# Irons



## Palladium (Nov 8, 2011)

Has anybody heard from him? Anybody have a way of contacting him? The whole thing has me worried. :|


----------



## Harold_V (Nov 8, 2011)

I asked the same question some time ago and heard nothing. I also don't have any personal contact information. I expect if he had an interest in participating, he'd be here. Many move on, which I'm hoping is what he's done, and he's not experiencing anything negative. 

Harold


----------



## 4metals (Nov 8, 2011)

I also enjoy his unique perspective. I hope he is well.


----------



## Palladium (Nov 9, 2011)

I spoke to someone who has heard from him. He's doing good and just busy. Hopefully he will be back soon.


----------



## Claudie (Nov 9, 2011)

Glad to hear that.


----------



## butcher (Nov 10, 2011)

Thanks, Palladium. 

we sure miss Irons.


----------



## Shaul (Nov 20, 2011)

Ralph,

I remember back when you disappeared for some months (without a word), and we had exactly the same concerns about you.

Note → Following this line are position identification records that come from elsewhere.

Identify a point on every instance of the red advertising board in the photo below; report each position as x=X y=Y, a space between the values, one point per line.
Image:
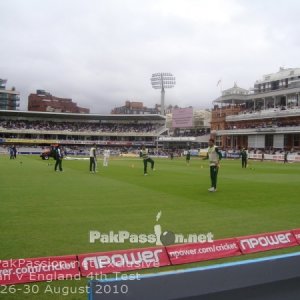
x=38 y=269
x=123 y=260
x=266 y=241
x=188 y=253
x=296 y=233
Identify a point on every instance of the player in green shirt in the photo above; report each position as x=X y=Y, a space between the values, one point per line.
x=144 y=155
x=214 y=156
x=244 y=156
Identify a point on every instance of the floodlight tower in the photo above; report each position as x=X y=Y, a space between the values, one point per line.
x=162 y=81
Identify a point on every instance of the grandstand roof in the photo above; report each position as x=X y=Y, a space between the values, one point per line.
x=53 y=115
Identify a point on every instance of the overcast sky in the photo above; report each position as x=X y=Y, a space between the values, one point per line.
x=101 y=53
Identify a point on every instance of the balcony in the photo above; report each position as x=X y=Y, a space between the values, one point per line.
x=265 y=114
x=266 y=130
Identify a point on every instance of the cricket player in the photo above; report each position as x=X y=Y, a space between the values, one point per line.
x=144 y=155
x=214 y=156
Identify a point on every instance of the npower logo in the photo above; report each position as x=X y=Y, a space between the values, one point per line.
x=158 y=237
x=139 y=259
x=265 y=242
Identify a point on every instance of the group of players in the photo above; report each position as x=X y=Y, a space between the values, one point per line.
x=213 y=154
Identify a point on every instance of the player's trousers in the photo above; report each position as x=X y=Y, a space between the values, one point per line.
x=151 y=161
x=244 y=163
x=213 y=176
x=58 y=164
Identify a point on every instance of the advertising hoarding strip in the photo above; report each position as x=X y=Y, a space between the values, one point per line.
x=17 y=271
x=267 y=241
x=27 y=270
x=123 y=260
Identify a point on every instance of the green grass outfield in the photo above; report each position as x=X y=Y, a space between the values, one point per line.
x=47 y=213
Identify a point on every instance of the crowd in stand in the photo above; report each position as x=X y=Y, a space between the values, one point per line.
x=191 y=133
x=78 y=126
x=270 y=124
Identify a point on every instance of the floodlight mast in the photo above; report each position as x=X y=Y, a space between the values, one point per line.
x=162 y=81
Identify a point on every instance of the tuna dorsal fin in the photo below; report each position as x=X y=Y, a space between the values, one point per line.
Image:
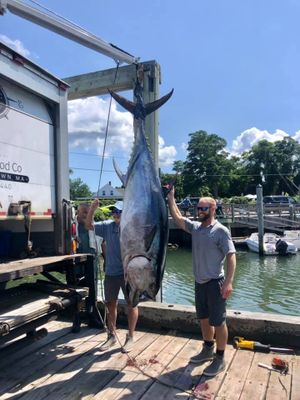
x=123 y=177
x=150 y=107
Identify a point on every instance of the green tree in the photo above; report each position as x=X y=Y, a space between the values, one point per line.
x=207 y=165
x=275 y=165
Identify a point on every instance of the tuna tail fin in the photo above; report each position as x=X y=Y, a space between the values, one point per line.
x=123 y=177
x=150 y=107
x=127 y=104
x=131 y=107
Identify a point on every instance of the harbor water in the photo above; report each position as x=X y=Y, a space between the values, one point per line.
x=262 y=284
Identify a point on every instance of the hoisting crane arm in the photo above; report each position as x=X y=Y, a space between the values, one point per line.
x=66 y=29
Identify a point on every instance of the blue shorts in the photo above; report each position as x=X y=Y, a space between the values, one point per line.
x=112 y=286
x=209 y=301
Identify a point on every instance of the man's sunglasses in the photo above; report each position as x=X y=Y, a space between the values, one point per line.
x=203 y=208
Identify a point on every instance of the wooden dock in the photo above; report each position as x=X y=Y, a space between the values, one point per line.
x=64 y=366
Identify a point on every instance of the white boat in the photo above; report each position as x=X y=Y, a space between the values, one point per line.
x=292 y=236
x=273 y=245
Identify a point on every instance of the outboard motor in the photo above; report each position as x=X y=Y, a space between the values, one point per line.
x=281 y=247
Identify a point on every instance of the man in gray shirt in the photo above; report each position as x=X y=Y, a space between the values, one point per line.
x=211 y=245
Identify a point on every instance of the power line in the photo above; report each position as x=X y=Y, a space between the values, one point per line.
x=97 y=155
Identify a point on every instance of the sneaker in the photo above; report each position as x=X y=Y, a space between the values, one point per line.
x=110 y=341
x=217 y=366
x=206 y=354
x=128 y=345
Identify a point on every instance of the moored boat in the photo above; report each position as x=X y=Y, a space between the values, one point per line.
x=292 y=236
x=273 y=245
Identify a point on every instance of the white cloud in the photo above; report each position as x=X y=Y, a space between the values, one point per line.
x=87 y=120
x=184 y=147
x=17 y=45
x=251 y=136
x=87 y=126
x=297 y=136
x=167 y=154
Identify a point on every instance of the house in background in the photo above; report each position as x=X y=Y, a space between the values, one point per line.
x=109 y=192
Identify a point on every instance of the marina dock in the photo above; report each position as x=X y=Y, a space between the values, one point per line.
x=65 y=365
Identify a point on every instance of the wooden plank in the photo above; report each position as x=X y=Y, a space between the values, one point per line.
x=257 y=380
x=112 y=385
x=210 y=387
x=14 y=353
x=86 y=375
x=156 y=361
x=177 y=378
x=104 y=371
x=38 y=367
x=279 y=387
x=28 y=311
x=295 y=369
x=236 y=375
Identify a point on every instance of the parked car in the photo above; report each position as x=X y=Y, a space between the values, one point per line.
x=279 y=200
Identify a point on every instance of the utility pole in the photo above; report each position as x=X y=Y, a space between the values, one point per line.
x=260 y=218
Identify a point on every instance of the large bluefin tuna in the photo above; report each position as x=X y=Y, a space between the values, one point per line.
x=144 y=222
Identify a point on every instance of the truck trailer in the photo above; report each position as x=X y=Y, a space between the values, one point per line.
x=36 y=215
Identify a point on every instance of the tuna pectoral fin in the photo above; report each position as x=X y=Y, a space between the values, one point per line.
x=123 y=177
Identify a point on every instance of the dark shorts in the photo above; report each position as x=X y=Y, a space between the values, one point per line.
x=112 y=286
x=209 y=302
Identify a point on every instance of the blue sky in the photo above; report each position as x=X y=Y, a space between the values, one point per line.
x=234 y=67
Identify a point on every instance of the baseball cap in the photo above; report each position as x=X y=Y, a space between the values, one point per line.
x=119 y=205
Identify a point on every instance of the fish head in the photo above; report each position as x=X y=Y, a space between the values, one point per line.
x=141 y=279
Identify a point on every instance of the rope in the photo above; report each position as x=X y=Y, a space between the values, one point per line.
x=106 y=132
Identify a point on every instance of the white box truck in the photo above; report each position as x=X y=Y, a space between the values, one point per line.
x=35 y=211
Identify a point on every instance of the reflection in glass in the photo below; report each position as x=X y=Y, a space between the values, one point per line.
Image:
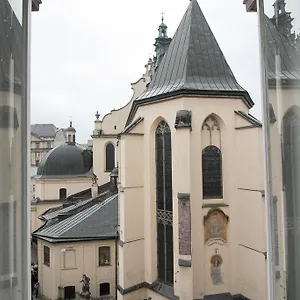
x=13 y=207
x=283 y=74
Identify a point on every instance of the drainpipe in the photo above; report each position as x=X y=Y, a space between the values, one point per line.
x=267 y=152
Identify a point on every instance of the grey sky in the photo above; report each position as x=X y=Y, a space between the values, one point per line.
x=84 y=57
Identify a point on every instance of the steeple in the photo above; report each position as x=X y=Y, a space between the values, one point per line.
x=194 y=63
x=283 y=20
x=162 y=42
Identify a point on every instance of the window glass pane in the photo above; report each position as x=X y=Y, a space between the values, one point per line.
x=212 y=172
x=104 y=256
x=13 y=155
x=164 y=202
x=69 y=259
x=47 y=256
x=110 y=157
x=104 y=289
x=282 y=24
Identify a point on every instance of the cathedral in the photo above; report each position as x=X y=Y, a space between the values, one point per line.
x=188 y=158
x=190 y=174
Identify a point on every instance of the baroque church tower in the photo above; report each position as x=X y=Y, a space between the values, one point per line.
x=190 y=178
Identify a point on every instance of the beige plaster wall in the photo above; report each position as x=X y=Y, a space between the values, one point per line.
x=114 y=122
x=48 y=189
x=86 y=262
x=237 y=148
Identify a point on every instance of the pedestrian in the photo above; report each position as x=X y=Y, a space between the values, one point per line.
x=36 y=289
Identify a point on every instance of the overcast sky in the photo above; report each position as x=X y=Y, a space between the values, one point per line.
x=86 y=53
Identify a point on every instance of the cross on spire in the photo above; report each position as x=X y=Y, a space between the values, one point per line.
x=162 y=16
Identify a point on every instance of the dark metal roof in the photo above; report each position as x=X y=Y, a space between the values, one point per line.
x=66 y=160
x=10 y=47
x=44 y=130
x=278 y=44
x=132 y=125
x=95 y=222
x=195 y=62
x=225 y=296
x=248 y=117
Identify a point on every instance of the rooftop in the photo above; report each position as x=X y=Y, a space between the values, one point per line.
x=194 y=62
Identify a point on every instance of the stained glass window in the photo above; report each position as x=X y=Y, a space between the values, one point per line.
x=164 y=204
x=212 y=172
x=110 y=157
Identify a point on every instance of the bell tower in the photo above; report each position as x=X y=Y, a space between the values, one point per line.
x=71 y=133
x=162 y=42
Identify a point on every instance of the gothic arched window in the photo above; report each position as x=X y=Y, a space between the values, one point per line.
x=164 y=203
x=291 y=175
x=212 y=172
x=110 y=157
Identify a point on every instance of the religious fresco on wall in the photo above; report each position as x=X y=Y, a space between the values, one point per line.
x=215 y=269
x=215 y=226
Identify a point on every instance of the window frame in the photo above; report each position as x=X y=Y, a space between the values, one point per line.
x=59 y=193
x=99 y=256
x=46 y=256
x=113 y=158
x=104 y=283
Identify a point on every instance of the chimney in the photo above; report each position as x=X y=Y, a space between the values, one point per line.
x=94 y=187
x=98 y=125
x=114 y=180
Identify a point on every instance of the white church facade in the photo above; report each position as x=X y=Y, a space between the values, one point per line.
x=189 y=157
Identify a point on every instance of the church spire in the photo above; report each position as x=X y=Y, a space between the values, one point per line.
x=194 y=63
x=162 y=42
x=283 y=20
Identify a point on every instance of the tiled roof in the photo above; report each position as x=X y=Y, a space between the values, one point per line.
x=248 y=117
x=194 y=62
x=98 y=221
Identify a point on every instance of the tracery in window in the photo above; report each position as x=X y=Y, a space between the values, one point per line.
x=212 y=173
x=164 y=204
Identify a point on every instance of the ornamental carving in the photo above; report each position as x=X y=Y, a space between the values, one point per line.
x=215 y=224
x=210 y=124
x=215 y=269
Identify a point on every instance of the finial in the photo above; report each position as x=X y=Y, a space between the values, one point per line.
x=162 y=16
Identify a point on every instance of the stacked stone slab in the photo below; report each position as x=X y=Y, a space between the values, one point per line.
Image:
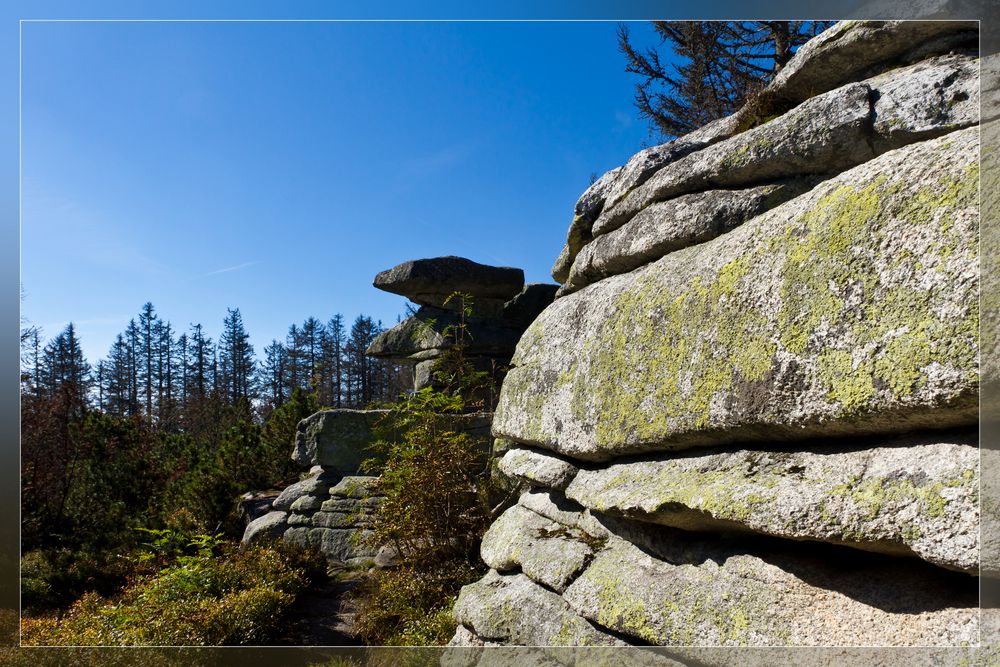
x=332 y=508
x=750 y=415
x=502 y=306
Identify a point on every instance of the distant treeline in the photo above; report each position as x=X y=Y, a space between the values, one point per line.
x=166 y=432
x=153 y=372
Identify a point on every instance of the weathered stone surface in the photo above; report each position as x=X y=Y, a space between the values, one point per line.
x=555 y=507
x=336 y=439
x=719 y=594
x=664 y=227
x=514 y=610
x=465 y=637
x=526 y=305
x=355 y=486
x=915 y=496
x=537 y=468
x=311 y=486
x=341 y=544
x=925 y=100
x=439 y=277
x=851 y=309
x=425 y=331
x=338 y=519
x=547 y=552
x=338 y=504
x=614 y=185
x=850 y=50
x=306 y=504
x=271 y=524
x=825 y=134
x=297 y=536
x=300 y=519
x=563 y=264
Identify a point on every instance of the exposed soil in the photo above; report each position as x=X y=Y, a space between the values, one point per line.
x=324 y=614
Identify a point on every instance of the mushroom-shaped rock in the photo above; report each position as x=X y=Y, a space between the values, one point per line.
x=430 y=281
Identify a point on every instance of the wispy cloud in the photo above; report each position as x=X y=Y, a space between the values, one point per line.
x=434 y=162
x=229 y=269
x=623 y=120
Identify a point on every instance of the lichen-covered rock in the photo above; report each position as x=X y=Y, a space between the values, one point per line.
x=720 y=594
x=915 y=496
x=338 y=439
x=826 y=134
x=307 y=504
x=426 y=332
x=556 y=508
x=341 y=544
x=512 y=609
x=270 y=525
x=537 y=468
x=670 y=225
x=355 y=486
x=317 y=485
x=549 y=553
x=920 y=101
x=525 y=306
x=850 y=50
x=430 y=281
x=852 y=309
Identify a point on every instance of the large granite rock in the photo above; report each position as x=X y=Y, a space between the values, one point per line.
x=850 y=50
x=704 y=593
x=614 y=185
x=912 y=496
x=548 y=552
x=430 y=281
x=664 y=227
x=825 y=134
x=339 y=440
x=271 y=525
x=425 y=335
x=512 y=609
x=852 y=309
x=537 y=468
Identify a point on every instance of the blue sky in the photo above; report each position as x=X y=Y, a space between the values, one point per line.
x=277 y=167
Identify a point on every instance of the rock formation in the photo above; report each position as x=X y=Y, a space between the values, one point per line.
x=501 y=305
x=749 y=416
x=332 y=508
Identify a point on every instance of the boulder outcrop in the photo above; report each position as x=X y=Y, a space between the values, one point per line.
x=500 y=306
x=749 y=416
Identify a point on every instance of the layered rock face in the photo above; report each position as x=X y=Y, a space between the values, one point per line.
x=749 y=418
x=332 y=508
x=499 y=309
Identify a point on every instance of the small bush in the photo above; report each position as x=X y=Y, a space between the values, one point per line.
x=235 y=598
x=411 y=605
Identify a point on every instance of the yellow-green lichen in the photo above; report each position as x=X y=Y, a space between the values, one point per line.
x=663 y=354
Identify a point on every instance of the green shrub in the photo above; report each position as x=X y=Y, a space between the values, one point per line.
x=235 y=598
x=411 y=605
x=436 y=485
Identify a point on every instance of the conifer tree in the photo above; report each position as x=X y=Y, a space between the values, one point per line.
x=711 y=67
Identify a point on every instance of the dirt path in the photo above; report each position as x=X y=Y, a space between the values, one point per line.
x=324 y=615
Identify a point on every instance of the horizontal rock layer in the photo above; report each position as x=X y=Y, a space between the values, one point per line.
x=661 y=586
x=888 y=111
x=438 y=277
x=913 y=496
x=858 y=49
x=852 y=309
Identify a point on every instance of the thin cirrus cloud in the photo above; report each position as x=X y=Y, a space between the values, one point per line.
x=230 y=269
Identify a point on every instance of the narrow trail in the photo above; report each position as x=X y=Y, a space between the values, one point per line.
x=324 y=615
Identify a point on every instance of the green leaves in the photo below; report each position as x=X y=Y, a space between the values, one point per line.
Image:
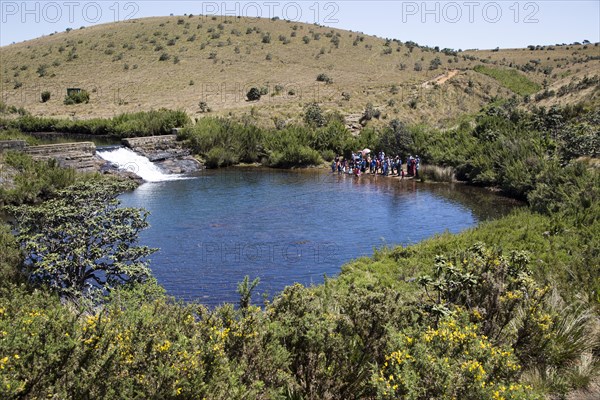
x=81 y=242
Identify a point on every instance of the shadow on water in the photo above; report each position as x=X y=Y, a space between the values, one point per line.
x=290 y=226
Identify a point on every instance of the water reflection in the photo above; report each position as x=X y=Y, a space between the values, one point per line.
x=289 y=226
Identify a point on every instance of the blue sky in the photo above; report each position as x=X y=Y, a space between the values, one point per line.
x=454 y=24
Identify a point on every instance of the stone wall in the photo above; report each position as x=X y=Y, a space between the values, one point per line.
x=81 y=156
x=17 y=145
x=165 y=151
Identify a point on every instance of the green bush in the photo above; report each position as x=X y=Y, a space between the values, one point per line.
x=45 y=96
x=253 y=94
x=77 y=98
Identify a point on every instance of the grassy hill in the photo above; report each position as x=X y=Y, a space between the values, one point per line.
x=176 y=62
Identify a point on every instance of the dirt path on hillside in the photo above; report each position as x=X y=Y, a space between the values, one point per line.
x=441 y=79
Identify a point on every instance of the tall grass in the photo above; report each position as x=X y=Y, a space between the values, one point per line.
x=510 y=79
x=436 y=173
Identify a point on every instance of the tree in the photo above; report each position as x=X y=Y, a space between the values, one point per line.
x=45 y=96
x=81 y=242
x=253 y=94
x=245 y=289
x=396 y=139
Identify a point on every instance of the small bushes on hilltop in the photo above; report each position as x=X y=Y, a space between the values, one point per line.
x=82 y=96
x=253 y=94
x=322 y=77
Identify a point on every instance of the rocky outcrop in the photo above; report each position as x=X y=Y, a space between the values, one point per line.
x=16 y=145
x=166 y=152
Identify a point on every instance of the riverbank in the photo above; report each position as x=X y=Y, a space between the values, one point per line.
x=507 y=309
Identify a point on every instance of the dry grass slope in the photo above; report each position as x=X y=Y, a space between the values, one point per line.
x=218 y=59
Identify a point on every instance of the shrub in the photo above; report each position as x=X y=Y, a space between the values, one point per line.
x=42 y=70
x=107 y=256
x=322 y=77
x=204 y=107
x=313 y=115
x=77 y=98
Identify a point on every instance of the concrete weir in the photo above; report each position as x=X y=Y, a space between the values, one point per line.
x=80 y=156
x=164 y=151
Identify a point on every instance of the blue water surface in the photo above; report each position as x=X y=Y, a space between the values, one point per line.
x=288 y=226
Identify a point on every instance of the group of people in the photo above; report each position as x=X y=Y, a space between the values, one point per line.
x=362 y=162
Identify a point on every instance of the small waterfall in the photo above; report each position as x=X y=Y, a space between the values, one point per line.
x=127 y=160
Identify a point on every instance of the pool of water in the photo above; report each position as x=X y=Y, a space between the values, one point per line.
x=288 y=226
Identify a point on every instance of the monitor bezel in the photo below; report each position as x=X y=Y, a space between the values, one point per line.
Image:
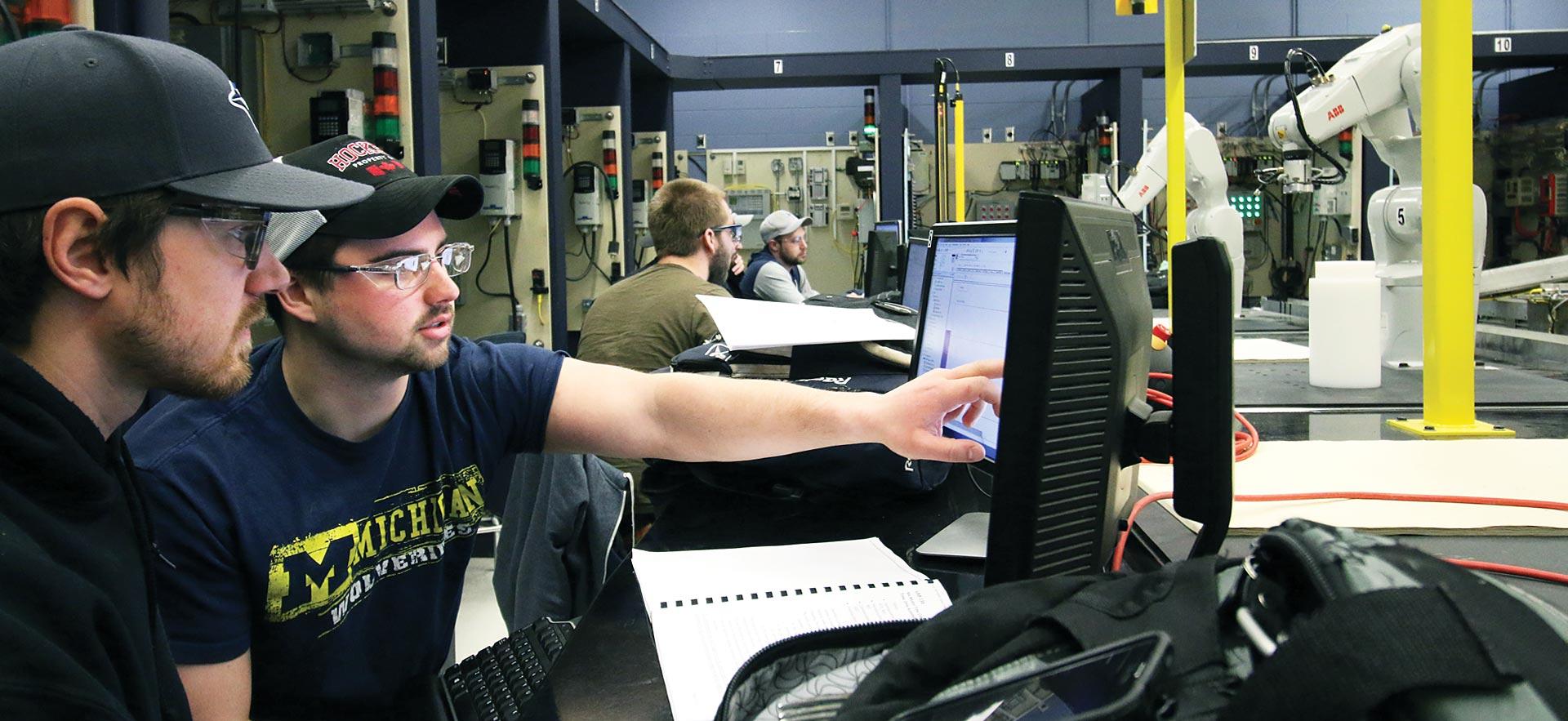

Though this forum and everything around it, may be the most important thing in our (collective) lives, yet life (and the business of living) sometimes takes precedence...
and get's in the way.

Shaul


----------



## Palladium (Nov 20, 2011)

Glad to see you back shaul.


----------



## Shaul (Nov 20, 2011)

Thanks.

Although everyone has the right to take a break sometimes from the enjoyable things in life, yet it's good to keep in touch.

In a sense we're like a large extended family, we may not always agree with each other but we do care.


Shaul


----------



## Irons2 (May 6, 2012)

Back but just lurking for the time being. Had to take a break so that I could focus.


----------



## Barren Realms 007 (May 6, 2012)

Irons2 said:


> Back but just lurking for the time being. Had to take a break so that I could focus.



Glad you are back and ok.


----------



## Palladium (May 6, 2012)

Irons2 said:


> Back but just lurking for the time being. Had to take a break so that I could focus.




Missed you buddy !!!! 
Hope your doing good.


----------



## Irons2 (May 6, 2012)

Barren Realms 007 said:


> Irons2 said:
> 
> 
> > Back but just lurking for the time being. Had to take a break so that I could focus.
> ...


Thanks for the welcome back.....I hope I don't wear it out. :mrgreen:


----------



## Irons2 (May 6, 2012)

Palladium said:


> Irons2 said:
> 
> 
> > Back but just lurking for the time being. Had to take a break so that I could focus.
> ...


Aw, Shucks...Good to have friends.

Spent the Winter working on Furnace design. My new one melts Kaowool like it's Cotton Candy. Needed something to deal with refractory ores.


----------



## philddreamer (May 6, 2012)

Hey Irons, welcome back brother! 8) 

Phil


----------



## Irons2 (May 6, 2012)

philddreamer said:


> Hey Irons, welcome back brother! 8)
> 
> Phil



Hi Phil.  Good to see you again.


----------



## butcher (May 6, 2012)

Irons, 
The forum is not the same without your wit, and neat ideas, hope you stick around and make us all here, feel at home.

Glad to see your still kicking and trying to burn things.


----------



## Barren Realms 007 (May 6, 2012)

Irons2 said:


> Barren Realms 007 said:
> 
> 
> > Irons2 said:
> ...



That will never happen with you, you are always welcome here.


----------



## Irons2 (May 6, 2012)

butcher said:


> Irons,
> The forum is not the same without your wit, and neat ideas, hope you stick around and make us all here, feel at home.
> 
> Glad to see your still kicking and trying to burn things.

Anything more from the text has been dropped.